LIV LES BONS MAGISTRATS.

Comme Barnet l’avait annoncé, il lui fallut près de quatre jours pour se procurer les sommes en or que lui avait demandées le baron. Cependant celui-ci était prêt à repartir pour Orléans ; il avait envoyé plusieurs fois à la poste pour savoir s’il n’était point arrivé de lettres à son adresse, et Barnet s’était chargé aussi de ce soin. Rien n’était venu.

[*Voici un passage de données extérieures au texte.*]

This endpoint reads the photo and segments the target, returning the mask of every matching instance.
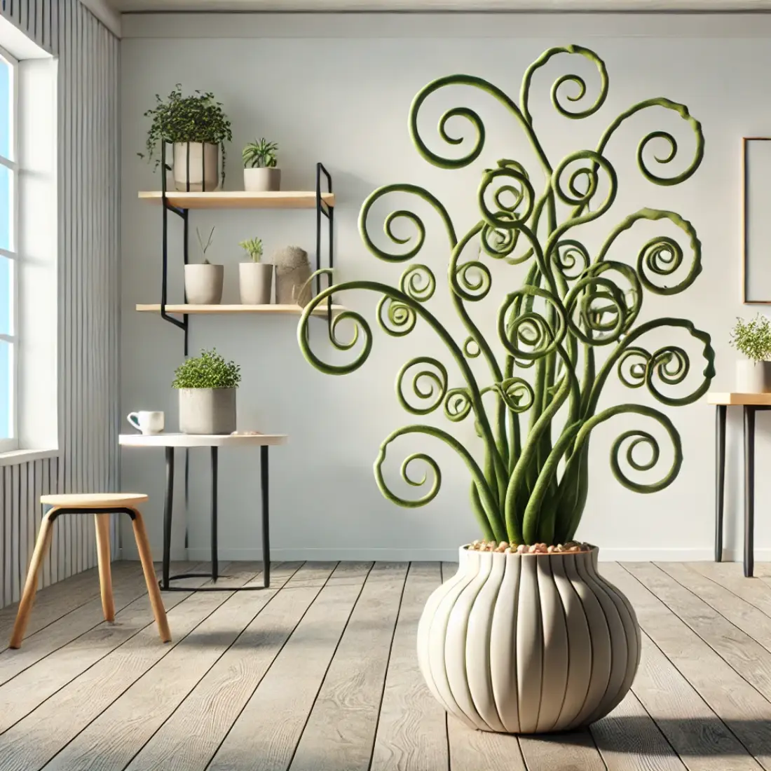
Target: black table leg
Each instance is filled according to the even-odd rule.
[[[174,448],[166,448],[166,501],[163,503],[163,574],[162,588],[169,588],[171,561],[171,514],[174,503]]]
[[[723,507],[726,493],[726,405],[719,404],[715,413],[715,561],[722,561]]]
[[[260,448],[260,484],[262,488],[262,575],[263,586],[271,585],[271,540],[268,532],[268,445]]]
[[[755,562],[755,407],[744,407],[744,574]]]
[[[219,577],[217,561],[217,447],[211,448],[211,580]]]

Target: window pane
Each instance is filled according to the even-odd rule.
[[[13,172],[0,165],[0,249],[12,249],[13,207],[12,194]]]
[[[12,348],[11,343],[0,340],[0,439],[13,437],[11,421]]]
[[[13,261],[0,257],[0,335],[13,335]]]
[[[11,157],[11,66],[0,57],[0,155]]]

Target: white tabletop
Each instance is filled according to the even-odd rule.
[[[286,434],[121,434],[126,447],[244,447],[286,444]]]

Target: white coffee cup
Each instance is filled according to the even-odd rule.
[[[160,412],[141,409],[138,412],[129,412],[126,419],[143,434],[160,433],[163,430],[163,413]]]

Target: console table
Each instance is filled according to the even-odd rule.
[[[771,409],[771,393],[708,393],[715,407],[715,561],[722,561],[723,506],[726,490],[726,412],[729,406],[744,410],[744,574],[755,566],[755,413]]]
[[[217,556],[217,450],[220,447],[259,447],[260,480],[262,493],[262,559],[263,587],[245,587],[241,590],[232,588],[227,591],[244,589],[267,588],[271,585],[271,545],[268,533],[268,449],[273,445],[285,444],[284,434],[121,434],[119,444],[126,447],[164,447],[166,449],[166,500],[163,503],[163,567],[160,587],[166,591],[190,591],[180,587],[173,587],[170,582],[179,578],[208,577],[207,574],[185,573],[170,576],[169,566],[171,556],[171,517],[174,493],[174,448],[209,447],[211,450],[211,579],[219,577]],[[224,591],[218,587],[207,587],[201,591]]]

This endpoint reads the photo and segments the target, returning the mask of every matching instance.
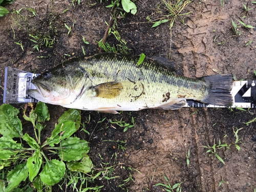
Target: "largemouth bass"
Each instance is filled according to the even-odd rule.
[[[186,99],[231,103],[230,75],[193,79],[174,73],[160,62],[104,53],[67,61],[33,79],[32,97],[68,108],[117,113],[156,108],[176,110]]]

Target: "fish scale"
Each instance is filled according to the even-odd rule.
[[[104,53],[68,60],[32,80],[31,96],[51,104],[116,113],[146,108],[175,110],[186,99],[213,104],[231,102],[232,78],[177,75],[158,60]]]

Armand s’étonnait de ne pas avoir des nouvelles de Léonie, selon la promesse qu’elle lui avait fait transmettre par la petite mendiante. Ne sachant que penser de ce silence, il s’était décidé à quitter Toulouse, comme nous l’avons dit ; sa place avait été retenue, par le notaire, à une diligence qu’Armand devait prendre à quelques lieues de la ville pour ne pas être soumis à l’inspection des agents de police qui en surveillaient le départ. Tout était prêt, et il allait quitter la maison de la Périne, lorsqu’il vit accourir M. Barnet, à qui il avait déjà fait ses adieux.

– On vient de me faire avertir, lui dit le notaire, qu’une lettre pour vous était arrivée à mon adresse ; mais ce qu’il y a de singulier, c’est qu’on a refusé de me la remettre.

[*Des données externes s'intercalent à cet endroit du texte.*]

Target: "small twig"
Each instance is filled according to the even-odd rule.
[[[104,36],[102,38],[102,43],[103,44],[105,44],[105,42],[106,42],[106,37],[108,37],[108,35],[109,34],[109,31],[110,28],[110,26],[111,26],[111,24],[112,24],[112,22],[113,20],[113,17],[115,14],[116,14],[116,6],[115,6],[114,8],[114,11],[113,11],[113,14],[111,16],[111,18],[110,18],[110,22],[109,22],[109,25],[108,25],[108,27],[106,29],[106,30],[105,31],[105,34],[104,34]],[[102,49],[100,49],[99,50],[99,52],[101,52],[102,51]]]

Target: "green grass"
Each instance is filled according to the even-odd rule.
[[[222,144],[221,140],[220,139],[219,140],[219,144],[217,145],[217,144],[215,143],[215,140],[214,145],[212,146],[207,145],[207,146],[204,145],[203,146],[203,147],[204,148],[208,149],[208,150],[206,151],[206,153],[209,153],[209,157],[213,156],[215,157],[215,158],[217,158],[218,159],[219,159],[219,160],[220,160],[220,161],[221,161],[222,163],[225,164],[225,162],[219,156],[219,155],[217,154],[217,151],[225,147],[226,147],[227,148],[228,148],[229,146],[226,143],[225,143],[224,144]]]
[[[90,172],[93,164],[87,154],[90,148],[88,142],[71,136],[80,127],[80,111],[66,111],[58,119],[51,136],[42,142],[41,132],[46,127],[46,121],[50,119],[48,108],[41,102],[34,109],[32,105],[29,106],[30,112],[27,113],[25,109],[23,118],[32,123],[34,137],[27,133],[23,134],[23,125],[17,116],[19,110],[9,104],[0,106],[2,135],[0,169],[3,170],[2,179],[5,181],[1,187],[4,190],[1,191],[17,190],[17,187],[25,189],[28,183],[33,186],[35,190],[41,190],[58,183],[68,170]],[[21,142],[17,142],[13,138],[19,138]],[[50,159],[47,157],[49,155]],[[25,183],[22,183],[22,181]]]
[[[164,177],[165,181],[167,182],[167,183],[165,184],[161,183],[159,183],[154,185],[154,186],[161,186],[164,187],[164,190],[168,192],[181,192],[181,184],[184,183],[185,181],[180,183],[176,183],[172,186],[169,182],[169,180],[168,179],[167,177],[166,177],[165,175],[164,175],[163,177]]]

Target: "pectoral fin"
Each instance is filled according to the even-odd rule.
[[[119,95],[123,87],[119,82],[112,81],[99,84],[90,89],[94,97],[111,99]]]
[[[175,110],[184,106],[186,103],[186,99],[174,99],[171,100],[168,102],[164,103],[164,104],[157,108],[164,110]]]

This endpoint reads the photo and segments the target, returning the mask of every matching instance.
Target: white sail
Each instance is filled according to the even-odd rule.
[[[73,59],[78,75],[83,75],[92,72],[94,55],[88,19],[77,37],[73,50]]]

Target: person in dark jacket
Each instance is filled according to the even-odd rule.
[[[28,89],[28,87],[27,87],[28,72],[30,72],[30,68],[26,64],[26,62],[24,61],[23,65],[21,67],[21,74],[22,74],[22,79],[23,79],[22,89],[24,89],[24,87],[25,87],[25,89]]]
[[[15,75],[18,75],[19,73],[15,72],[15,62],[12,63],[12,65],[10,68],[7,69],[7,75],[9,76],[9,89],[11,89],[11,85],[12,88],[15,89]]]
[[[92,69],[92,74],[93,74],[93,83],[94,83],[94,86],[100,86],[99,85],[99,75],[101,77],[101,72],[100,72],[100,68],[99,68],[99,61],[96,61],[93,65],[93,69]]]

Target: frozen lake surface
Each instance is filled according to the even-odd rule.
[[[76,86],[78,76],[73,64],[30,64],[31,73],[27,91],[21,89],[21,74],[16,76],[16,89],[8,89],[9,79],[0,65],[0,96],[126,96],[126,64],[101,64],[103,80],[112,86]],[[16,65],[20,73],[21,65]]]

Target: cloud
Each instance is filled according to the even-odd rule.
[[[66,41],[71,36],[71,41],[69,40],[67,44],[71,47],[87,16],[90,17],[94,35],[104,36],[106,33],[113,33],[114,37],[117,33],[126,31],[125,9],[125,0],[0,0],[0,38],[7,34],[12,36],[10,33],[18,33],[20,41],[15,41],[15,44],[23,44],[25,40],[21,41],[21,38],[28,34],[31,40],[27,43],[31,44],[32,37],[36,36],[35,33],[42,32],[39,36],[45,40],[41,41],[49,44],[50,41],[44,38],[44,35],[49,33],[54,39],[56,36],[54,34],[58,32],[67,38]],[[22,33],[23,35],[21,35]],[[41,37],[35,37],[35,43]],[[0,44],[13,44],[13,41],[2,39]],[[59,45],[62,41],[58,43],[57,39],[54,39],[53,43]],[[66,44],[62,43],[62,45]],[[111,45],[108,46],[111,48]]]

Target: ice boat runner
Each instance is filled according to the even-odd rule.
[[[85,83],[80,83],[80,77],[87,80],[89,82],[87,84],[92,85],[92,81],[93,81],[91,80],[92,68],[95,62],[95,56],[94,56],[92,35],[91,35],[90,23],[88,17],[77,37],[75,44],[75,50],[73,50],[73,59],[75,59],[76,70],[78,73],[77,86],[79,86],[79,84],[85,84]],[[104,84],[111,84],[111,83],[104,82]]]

– D’où vient-elle ? demanda Luizzi.

– D’Orléans, dit le notaire.

– C’est celle que j’attends, repartit le baron, et il faut l’avoir à tout prix.

– Impossible, reprit Barnet ; il paraît que la lettre est chargée et ne peut être remise qu’à vous seul. Si monsieur de Luizzi était à Toulouse, m’a-t-on dit, nous la lui donnerions sur-le-champ, et il lui suffirait de venir la réclamer en personne.

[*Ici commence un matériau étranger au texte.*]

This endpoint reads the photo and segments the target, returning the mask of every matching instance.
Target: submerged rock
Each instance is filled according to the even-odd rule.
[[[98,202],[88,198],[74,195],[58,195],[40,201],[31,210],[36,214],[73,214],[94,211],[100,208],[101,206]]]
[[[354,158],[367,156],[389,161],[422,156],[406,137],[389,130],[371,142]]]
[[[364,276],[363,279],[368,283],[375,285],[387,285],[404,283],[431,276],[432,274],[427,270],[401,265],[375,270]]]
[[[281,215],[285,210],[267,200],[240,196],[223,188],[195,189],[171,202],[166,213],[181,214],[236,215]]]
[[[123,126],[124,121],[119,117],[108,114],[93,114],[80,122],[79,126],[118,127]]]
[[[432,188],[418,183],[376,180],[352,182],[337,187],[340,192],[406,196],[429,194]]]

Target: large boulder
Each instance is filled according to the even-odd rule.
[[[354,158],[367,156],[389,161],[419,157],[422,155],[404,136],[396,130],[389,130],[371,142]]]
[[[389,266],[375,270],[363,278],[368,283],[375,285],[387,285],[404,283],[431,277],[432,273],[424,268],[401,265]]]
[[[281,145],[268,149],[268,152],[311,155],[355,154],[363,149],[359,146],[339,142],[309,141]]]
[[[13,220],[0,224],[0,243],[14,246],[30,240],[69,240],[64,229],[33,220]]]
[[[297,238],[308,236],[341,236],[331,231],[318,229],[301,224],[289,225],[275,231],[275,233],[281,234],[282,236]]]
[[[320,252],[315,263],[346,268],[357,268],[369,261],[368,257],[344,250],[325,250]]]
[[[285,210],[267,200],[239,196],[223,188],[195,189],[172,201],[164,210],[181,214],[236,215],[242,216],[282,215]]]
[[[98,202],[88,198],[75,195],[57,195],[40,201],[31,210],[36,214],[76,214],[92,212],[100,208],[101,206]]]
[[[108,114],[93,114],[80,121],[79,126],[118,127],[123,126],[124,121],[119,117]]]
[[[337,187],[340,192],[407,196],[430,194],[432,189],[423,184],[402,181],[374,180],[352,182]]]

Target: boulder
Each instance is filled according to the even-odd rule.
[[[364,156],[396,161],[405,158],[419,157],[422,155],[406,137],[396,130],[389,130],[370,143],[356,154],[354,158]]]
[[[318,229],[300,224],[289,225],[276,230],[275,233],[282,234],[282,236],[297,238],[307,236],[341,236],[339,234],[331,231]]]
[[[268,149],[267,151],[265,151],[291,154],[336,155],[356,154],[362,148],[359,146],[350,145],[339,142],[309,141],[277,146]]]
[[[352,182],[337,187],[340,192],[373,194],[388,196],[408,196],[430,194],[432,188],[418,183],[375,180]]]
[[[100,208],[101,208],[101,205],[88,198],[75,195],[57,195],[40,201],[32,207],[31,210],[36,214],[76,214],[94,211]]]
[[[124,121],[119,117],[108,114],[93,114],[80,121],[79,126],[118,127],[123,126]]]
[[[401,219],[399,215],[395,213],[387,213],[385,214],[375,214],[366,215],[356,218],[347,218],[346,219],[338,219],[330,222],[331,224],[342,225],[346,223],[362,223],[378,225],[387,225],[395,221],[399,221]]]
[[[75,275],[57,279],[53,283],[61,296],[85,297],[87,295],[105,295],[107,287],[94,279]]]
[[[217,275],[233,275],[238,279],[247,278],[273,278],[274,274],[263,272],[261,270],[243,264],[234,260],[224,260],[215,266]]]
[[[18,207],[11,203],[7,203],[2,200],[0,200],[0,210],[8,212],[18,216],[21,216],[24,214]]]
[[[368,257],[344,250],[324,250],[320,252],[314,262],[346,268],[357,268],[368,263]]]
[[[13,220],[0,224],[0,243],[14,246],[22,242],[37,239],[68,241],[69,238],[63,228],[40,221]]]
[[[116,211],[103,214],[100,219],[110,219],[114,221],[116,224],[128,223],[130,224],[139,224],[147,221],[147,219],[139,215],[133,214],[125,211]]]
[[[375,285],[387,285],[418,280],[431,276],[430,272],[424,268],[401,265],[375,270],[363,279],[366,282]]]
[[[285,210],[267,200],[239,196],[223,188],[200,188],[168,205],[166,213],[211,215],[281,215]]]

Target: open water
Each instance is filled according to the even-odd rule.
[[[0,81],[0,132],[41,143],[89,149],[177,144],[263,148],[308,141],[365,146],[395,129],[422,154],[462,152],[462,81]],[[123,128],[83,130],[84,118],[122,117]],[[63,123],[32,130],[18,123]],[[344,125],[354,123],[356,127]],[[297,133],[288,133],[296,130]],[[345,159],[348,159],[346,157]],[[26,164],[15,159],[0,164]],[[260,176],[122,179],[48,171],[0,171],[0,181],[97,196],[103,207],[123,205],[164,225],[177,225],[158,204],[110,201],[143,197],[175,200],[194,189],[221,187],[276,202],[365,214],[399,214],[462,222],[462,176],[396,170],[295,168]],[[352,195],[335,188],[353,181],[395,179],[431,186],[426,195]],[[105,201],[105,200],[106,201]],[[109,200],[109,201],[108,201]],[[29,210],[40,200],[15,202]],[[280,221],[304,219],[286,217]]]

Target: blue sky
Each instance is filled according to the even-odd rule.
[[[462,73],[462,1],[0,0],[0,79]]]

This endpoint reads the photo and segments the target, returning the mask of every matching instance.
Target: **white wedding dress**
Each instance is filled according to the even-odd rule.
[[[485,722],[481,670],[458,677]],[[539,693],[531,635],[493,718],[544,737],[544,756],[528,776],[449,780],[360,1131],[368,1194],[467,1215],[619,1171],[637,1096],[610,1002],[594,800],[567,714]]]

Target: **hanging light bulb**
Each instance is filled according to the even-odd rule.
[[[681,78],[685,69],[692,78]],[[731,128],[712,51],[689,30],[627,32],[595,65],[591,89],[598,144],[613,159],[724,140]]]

– Ce serait dire que je suis venu en cette ville, et je ne le veux pas ; mais je puis vous avoir autorisé à retirer en mon nom toutes les lettres qui doivent m’arriver ici, et cette autorisation, je vais vous la donner.

– Elle dira tout aussi bien que vous-même votre présence à Toulouse, et ne sera peut-être pas suffisante, car j’ai présenté inutilement l’autorisation que vous m’avez donnée autrefois. Laissez cette lettre ou plutôt allez la chercher. Que vous importe qu’on sache que vous êtes venu ici, puisque vous n’y serez plus dans une heure ?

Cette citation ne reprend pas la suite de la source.